Una violencia de mercado, el capitalismo, que pone cada vez más complicada una lista de la compra, comer productos frescos y pagar una luz o gas, con tarifas desorbitadas donde las empresas suministradoras se aprovechan de ser necesidades básicas para desorbitar las facturas hasta poner el pie en el cuello de quienes no pueden ya hacer frente a semejantes precios. A lo que se suma una violencia habitacional, con desahucios o alquileres imposibles de pagar que expulsan del hogar, en un país donde la vivienda pública brilla por su escasez.

Una violencia medioambiental que permite vertidos ilegales, que usa los ríos y mares como vertederos, que quema montes para tener terrenos donde hacer construcciones y campos de golf, que no respeta ni la fauna ni la flora, la misma que lleva a las especies a la extinción, la que ocasiona niveles de contaminación que asfixian, la que usa a países del tercer mundo para ocultar allí todo lo que el primero ya no puede absorber. Como si todo fuera ajeno a la persona, como si no necesitáramos al aire para respirar, ni el agua ni el sol.

Y una violencia oculta, la que no se ve, la de los sobornos, la de los chanchullos… la que se mezcla con la de quienes no tienen voz, la de las amas de casa, la de quienes se dedican a los cuidados, la de quienes no pueden ni cotizar, la del desempleo sin ayudas, la de quienes no cuentan en las administraciones y permanecen en un espacio que es tierra de nadie.
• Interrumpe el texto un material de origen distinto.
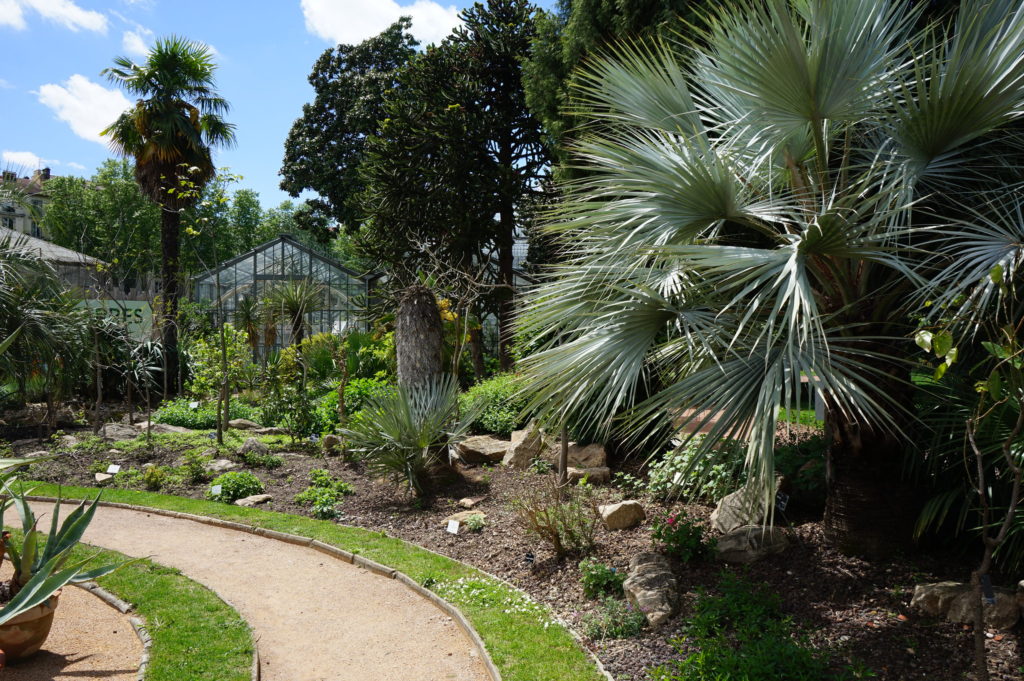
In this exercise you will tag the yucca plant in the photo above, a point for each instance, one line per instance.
(759, 205)
(41, 567)
(403, 434)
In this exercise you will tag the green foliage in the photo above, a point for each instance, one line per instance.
(566, 519)
(235, 485)
(502, 408)
(403, 435)
(614, 619)
(741, 634)
(598, 579)
(324, 494)
(679, 537)
(692, 473)
(204, 417)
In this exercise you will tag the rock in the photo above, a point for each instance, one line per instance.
(592, 456)
(593, 475)
(623, 515)
(462, 516)
(743, 507)
(651, 588)
(253, 445)
(751, 543)
(1001, 614)
(332, 445)
(220, 465)
(118, 432)
(481, 450)
(526, 444)
(935, 599)
(254, 500)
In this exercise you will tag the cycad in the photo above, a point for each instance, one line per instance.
(758, 207)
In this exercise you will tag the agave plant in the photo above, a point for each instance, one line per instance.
(403, 434)
(759, 210)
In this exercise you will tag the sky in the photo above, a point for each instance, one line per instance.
(53, 101)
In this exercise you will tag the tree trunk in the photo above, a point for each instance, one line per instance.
(418, 337)
(869, 510)
(170, 242)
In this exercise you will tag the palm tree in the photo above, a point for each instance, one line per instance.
(170, 131)
(759, 210)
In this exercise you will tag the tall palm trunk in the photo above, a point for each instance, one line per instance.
(418, 337)
(170, 243)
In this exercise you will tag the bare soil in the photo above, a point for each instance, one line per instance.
(854, 608)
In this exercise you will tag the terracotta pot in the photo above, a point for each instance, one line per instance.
(25, 634)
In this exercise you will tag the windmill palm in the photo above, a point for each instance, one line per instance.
(170, 131)
(759, 208)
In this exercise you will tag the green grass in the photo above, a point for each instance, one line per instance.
(196, 635)
(520, 637)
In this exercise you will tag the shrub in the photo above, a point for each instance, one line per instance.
(741, 634)
(614, 619)
(679, 537)
(688, 474)
(598, 579)
(203, 417)
(235, 485)
(502, 409)
(402, 435)
(566, 523)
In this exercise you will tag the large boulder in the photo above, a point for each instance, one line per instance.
(119, 431)
(253, 445)
(935, 599)
(623, 515)
(751, 543)
(593, 475)
(526, 444)
(652, 588)
(1004, 613)
(481, 450)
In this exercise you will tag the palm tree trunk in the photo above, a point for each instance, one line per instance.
(418, 337)
(170, 243)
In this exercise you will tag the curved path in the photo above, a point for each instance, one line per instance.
(315, 619)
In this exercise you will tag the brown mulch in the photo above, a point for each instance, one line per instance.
(856, 609)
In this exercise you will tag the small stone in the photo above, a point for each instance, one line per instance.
(593, 475)
(254, 500)
(623, 515)
(253, 445)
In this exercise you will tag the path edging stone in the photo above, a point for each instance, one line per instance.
(339, 554)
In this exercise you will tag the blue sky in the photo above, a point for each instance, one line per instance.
(53, 100)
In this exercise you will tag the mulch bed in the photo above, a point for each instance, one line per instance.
(855, 608)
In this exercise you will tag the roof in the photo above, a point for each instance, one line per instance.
(49, 251)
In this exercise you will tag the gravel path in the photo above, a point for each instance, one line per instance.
(315, 619)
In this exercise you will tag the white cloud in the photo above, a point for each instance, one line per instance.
(64, 12)
(24, 161)
(353, 20)
(86, 107)
(137, 42)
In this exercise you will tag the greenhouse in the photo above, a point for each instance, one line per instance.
(278, 283)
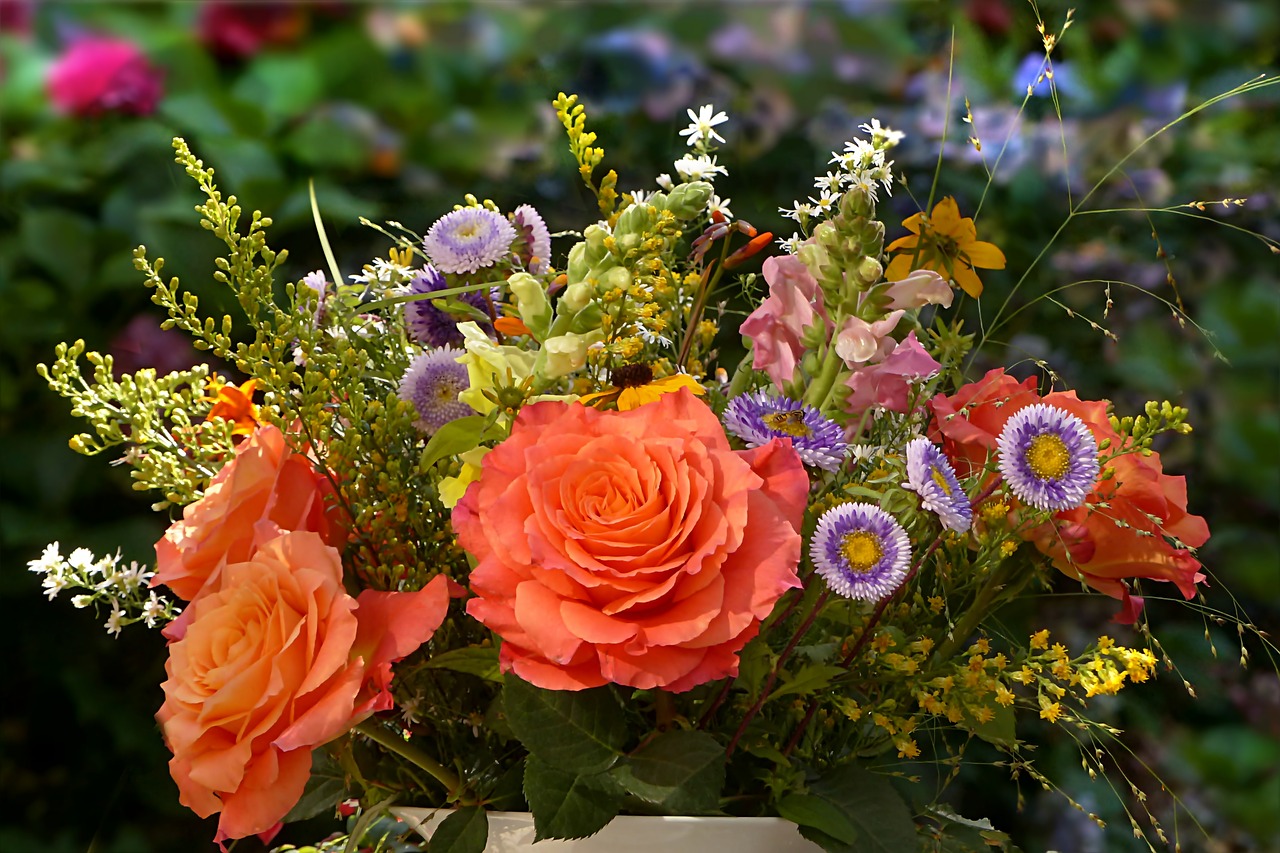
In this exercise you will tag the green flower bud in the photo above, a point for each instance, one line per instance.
(688, 200)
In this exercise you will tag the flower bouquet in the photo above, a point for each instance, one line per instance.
(503, 521)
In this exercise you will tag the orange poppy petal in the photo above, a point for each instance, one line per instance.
(984, 255)
(967, 279)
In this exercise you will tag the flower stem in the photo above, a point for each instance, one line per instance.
(414, 755)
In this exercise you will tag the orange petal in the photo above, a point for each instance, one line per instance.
(984, 255)
(967, 279)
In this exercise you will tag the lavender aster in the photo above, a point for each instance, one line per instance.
(429, 324)
(860, 550)
(469, 238)
(433, 383)
(536, 238)
(759, 418)
(929, 474)
(1048, 457)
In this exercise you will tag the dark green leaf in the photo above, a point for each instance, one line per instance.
(324, 790)
(576, 731)
(681, 771)
(882, 819)
(472, 660)
(455, 437)
(567, 806)
(809, 679)
(819, 813)
(465, 830)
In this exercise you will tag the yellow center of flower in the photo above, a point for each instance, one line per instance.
(1047, 456)
(862, 550)
(789, 423)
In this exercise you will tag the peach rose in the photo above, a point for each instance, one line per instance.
(265, 482)
(1087, 543)
(630, 547)
(275, 660)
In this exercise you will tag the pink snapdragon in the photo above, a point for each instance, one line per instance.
(777, 325)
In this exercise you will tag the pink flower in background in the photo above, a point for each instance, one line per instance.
(99, 74)
(777, 325)
(887, 383)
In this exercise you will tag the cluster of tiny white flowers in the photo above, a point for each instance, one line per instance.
(862, 165)
(109, 582)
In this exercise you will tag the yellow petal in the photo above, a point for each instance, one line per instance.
(984, 255)
(967, 279)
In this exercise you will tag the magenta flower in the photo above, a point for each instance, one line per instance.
(777, 325)
(99, 74)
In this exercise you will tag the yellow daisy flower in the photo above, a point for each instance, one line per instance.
(947, 245)
(634, 386)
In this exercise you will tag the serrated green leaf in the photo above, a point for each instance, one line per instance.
(882, 819)
(465, 830)
(455, 437)
(325, 788)
(577, 731)
(809, 679)
(819, 813)
(472, 660)
(567, 804)
(680, 771)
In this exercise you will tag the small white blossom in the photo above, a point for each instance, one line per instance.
(882, 137)
(48, 561)
(703, 124)
(799, 210)
(716, 203)
(699, 168)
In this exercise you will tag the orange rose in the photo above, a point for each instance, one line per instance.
(969, 422)
(274, 660)
(1104, 544)
(630, 547)
(265, 482)
(1087, 543)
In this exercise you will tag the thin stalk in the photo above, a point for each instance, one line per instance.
(414, 755)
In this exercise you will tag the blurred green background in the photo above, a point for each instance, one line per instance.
(396, 110)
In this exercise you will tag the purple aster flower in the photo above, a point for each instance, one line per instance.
(469, 238)
(433, 383)
(860, 550)
(1048, 457)
(929, 474)
(759, 418)
(429, 324)
(536, 240)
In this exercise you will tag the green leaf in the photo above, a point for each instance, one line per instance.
(575, 731)
(325, 788)
(472, 660)
(465, 830)
(819, 813)
(455, 437)
(809, 679)
(567, 804)
(680, 771)
(882, 819)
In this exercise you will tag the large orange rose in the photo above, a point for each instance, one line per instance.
(1098, 544)
(629, 547)
(265, 482)
(274, 660)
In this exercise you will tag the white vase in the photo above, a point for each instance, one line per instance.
(513, 833)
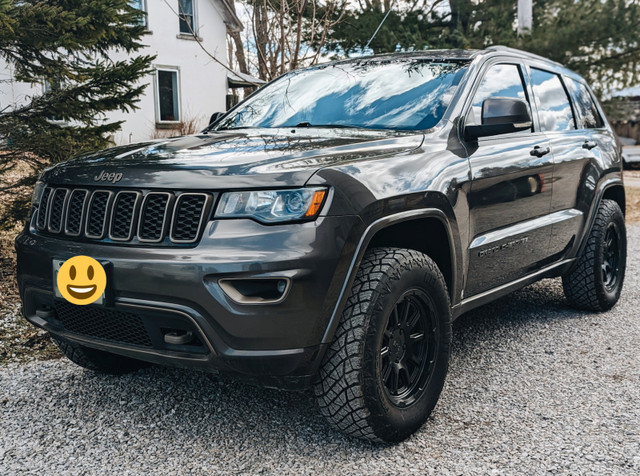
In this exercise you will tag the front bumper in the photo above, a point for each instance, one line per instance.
(277, 344)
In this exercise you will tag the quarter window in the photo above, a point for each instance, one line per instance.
(588, 115)
(168, 97)
(187, 17)
(554, 108)
(501, 80)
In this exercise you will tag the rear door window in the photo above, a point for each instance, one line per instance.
(554, 107)
(588, 115)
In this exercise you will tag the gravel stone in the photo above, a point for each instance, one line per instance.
(534, 387)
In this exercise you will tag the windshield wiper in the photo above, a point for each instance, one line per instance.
(328, 126)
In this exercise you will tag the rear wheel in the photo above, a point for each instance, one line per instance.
(97, 360)
(385, 369)
(596, 281)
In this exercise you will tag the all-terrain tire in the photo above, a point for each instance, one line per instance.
(595, 282)
(358, 389)
(97, 360)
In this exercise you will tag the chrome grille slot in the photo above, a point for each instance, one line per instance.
(75, 212)
(41, 222)
(131, 216)
(122, 216)
(153, 217)
(187, 217)
(97, 214)
(56, 208)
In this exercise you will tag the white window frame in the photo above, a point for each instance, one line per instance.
(143, 5)
(194, 4)
(156, 83)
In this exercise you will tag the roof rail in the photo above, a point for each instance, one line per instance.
(521, 52)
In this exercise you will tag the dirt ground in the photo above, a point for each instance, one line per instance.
(20, 341)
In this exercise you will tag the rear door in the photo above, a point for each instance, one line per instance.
(572, 148)
(511, 189)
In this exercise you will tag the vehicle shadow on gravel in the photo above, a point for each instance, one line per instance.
(213, 412)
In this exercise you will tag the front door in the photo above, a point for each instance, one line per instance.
(510, 193)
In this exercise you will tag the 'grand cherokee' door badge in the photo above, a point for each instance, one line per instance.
(503, 246)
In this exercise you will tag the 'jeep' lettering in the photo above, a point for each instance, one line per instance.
(103, 176)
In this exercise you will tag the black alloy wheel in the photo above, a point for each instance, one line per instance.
(409, 344)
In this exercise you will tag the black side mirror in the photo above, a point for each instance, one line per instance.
(215, 117)
(501, 116)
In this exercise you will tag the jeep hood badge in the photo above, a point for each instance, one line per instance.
(112, 177)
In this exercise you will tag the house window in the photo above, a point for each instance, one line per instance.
(187, 17)
(140, 5)
(168, 99)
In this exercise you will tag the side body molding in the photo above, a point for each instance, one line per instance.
(363, 244)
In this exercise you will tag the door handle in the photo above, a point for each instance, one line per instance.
(540, 151)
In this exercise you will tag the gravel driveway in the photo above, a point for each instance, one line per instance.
(533, 387)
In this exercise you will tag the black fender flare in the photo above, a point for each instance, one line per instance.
(363, 245)
(599, 195)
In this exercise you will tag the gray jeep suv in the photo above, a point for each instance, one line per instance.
(326, 231)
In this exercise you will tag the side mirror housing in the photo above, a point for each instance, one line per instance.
(215, 117)
(501, 116)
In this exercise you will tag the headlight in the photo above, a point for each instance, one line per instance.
(272, 206)
(37, 193)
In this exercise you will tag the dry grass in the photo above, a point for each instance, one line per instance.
(19, 340)
(633, 205)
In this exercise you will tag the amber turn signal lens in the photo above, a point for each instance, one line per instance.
(316, 202)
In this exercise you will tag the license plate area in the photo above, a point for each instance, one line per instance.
(56, 267)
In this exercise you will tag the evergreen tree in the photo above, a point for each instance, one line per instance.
(67, 45)
(599, 39)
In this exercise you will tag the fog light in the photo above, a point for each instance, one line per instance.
(256, 290)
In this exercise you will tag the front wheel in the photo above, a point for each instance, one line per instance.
(385, 369)
(595, 282)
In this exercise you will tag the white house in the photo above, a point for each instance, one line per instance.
(186, 85)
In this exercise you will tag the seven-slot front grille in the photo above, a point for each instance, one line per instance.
(124, 216)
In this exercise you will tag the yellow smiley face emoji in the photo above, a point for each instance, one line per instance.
(81, 280)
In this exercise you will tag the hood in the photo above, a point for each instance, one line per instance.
(229, 159)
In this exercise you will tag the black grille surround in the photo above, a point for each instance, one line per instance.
(135, 217)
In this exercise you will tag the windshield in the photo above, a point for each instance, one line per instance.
(400, 94)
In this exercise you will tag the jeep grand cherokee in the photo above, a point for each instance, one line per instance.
(327, 230)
Hay quien dice que todo esto no es violencia, que es lo normal. El propio diccionario define violento como aquella acción que implica “una fuerza e intensidad extraordinarias”. Y esto son cientos de acciones cotidianas que nos fuerzan a aceptar estas normas, aunque nos ahoguen y no den para vivir, sin dar opción a otras alternativas y soluciones colectivas.

Ante esta saturación de violencia, algunas las normalizamos, otras las dejamos de ver, con otras nos indignamos lo justo y en otras, las menos, nos defendemos de tanta agresión. Es entonces, después de tragar tanto linchamiento, cuando dicen que somos los violentos. Quienes lo sufren y padecen. Violentos… Y ahí abrimos los ojos, y terminamos por  asumir cómo se ríen en nuestra cara, atados de pies y manos, ante la perversidad del sistema.